BETHEL — A long-discussed pre-kindergarten program for School Administrative District 44 may become a reality this coming school year, after the school board agreed to support funding it in the 2017-18 budget.
At Monday’s meeting, Superintendent David Murphy and the Finance Committee offered a first look at budget numbers for the coming fiscal year.
They also presented a list of “priority add-ons,” including a collaboration with Community Concepts to provide a pre-kindergarten program for up to 16 students. They asked for the board’s guidance on which of those add-ons to include in the final budget proposal that will go to district voters this spring.
While the starting budget of $10.84 million reflects an increase of $253,085, or about 2.39 percent, over last year’s budget, those figures are not final.
“We’re continuing to look at this budget, and we will right up until the time that we bring it to you again on April 24,” Murphy said.
From the list of additional requests, the board indicated by straw vote a willingness to include $347,500 more to the budget, to be allocated as follows:
• $60,000 for a pre-kindergarten program;
• $77,500 to continue an educator effectiveness coach position that is funded under the multi-year Teacher Incentive Fund (TIF4) grant the district received from the U.S. Department of Education;
• $25,000 for books and supplies to support the development of new curriculum;
• $142,000 to continue two math coaching positions funded by the TIF4 grant;
• $18,000 for additional replacement cameras for district buses; and
• $25,000 for paving and sealing of district driveways and parking lots.
Although board members said they saw merit in a request to add a pilot elementary school foreign language program for $40,000, they declined to support it in the budget for 2017-18.
“I think it’s important to know that over the last decade or so, the budget has only increased by [an average of] about two-thirds of one percent [per year],” Murphy told the School Board at the start of Monday’s budget discussion.
He said a consistent effort had been made each year to keep budget increases to a minimum. That has meant making cuts in order to offset reductions in state aid, which until last year had trended steadily downward.
“At some point, you do have to look at your budget and ask yourself, if it’s all about kids, as your mission statement says, is this really what we’re doing? Are we looking out for the best interests of our students?” Murphy asked.
Finance Committee Chairman Larry Merlino of Greenwood said he would like them to consider a future reorganization of the administration in order to cut costs.
He made several suggestions about combining positions but conceded, when asked by Board Chairman Lainey Cross, that his ideas had not been discussed by the Finance Committee.
Budget Committee member Amy Forbes Devivo of Bethel said the work of the committee has been extremely difficult.
“Going through and cutting 50 bucks here, 20 bucks there, 100 bucks there, for things (like) library books, driving kids to athletic events.
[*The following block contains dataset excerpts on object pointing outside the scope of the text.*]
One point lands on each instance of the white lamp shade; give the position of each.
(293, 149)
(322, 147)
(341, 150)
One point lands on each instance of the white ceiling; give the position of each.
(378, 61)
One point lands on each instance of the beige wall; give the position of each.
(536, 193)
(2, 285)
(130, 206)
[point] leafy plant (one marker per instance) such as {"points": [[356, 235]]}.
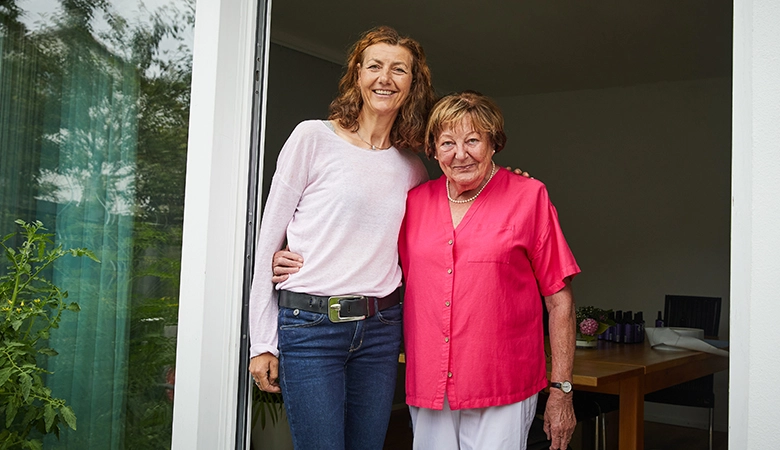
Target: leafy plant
{"points": [[30, 307], [266, 405]]}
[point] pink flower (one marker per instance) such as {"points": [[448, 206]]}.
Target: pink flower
{"points": [[589, 327]]}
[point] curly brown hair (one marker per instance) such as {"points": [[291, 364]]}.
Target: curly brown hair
{"points": [[485, 117], [408, 130]]}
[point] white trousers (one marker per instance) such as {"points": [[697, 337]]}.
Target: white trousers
{"points": [[493, 428]]}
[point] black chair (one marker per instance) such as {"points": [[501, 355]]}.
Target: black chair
{"points": [[587, 405], [691, 312]]}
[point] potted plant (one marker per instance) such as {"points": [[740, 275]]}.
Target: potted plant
{"points": [[30, 307], [591, 322]]}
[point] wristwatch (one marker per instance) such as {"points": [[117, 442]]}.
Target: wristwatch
{"points": [[565, 386]]}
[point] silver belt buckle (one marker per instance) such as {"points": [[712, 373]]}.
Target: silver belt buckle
{"points": [[334, 308]]}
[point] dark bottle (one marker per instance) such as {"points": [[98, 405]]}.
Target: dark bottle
{"points": [[618, 336], [659, 322], [639, 327], [610, 333], [628, 328]]}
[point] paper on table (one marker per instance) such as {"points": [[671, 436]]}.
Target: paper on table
{"points": [[667, 336]]}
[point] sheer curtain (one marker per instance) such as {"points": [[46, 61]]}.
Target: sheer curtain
{"points": [[69, 133], [94, 191]]}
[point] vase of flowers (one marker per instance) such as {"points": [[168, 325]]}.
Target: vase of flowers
{"points": [[591, 322]]}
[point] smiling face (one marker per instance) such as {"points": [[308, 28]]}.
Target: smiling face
{"points": [[465, 155], [385, 78]]}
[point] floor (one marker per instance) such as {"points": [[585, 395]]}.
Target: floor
{"points": [[657, 436]]}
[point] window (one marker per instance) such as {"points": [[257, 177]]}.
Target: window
{"points": [[94, 111]]}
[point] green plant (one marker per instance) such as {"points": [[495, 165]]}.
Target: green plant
{"points": [[30, 307], [266, 405]]}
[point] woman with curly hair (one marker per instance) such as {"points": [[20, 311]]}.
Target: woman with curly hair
{"points": [[328, 338]]}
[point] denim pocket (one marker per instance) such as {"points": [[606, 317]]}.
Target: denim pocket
{"points": [[297, 318], [391, 315]]}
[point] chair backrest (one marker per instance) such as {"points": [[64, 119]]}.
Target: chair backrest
{"points": [[693, 312]]}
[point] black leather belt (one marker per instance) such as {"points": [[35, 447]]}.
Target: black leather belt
{"points": [[339, 308]]}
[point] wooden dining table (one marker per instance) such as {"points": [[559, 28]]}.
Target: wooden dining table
{"points": [[633, 370]]}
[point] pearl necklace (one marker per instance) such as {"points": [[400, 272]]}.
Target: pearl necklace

We can’t do that anymore; I’m sorry. I truly believe we have cut all of the fluff out.”
She said there were no ways left to use “creativity” to cut the budget without producing a negative impact on education.
“There’s no creativity left,” she said. “Then you’re starting to affect kids, and you’re really taking the money away from kids. That’s my statement.”
Murphy said after the meeting that he expects a final budget of around $11 million, an approximately 4 percent increase over last year’s budget of $10.49 million.
Math coaches
Prior to the discussion on the budget, the board heard a presentation from match coaches Renee Charette and Karen Wilson, who work with all district teachers in kindergarten through grade eight.
“We work with teachers in their classrooms, planning and implementing lessons, and then following up with them and debriefing, seeing if it worked, and, if it didn’t work, why,” said Wilson, who works with teachers in grades four through eight.
With the implementation of proficiency-based curriculum standards, methods for teaching and assessing learning in mathematics have changed dramatically, Charette said.
Students are now expected to not only be able to get the right answers, but also articulate to their teachers and peers how they approached problems and arrived at solutions, a requirement of the learning standards.
Charette and Wilson have received training over the past two years from the Maine Mathematics Coaching Project, and will attend the Summer Institute at the University of Maine at Farmington for the third time this summer.
Their salaries and benefits as full-time math coaches for this school year were paid through the TIF4 grant, and the board recommended continuing to fund the positions for 2017-18.
Staff changes
Murphy announced the resignations of elementary special education teacher Margaret Templeton and Woodstock Elementary School second grade teacher Sarah Johnson, effective at the end of this school year.
He also reminded the board that longtime elementary music teacher Linda Stowell and Telstar Middle School science teacher Mary Richardson will be retiring at the end of the school year, as will Crescent Park School teaching Principal Levi Brown and Woodstock School teaching Principal Jolene Littlehale.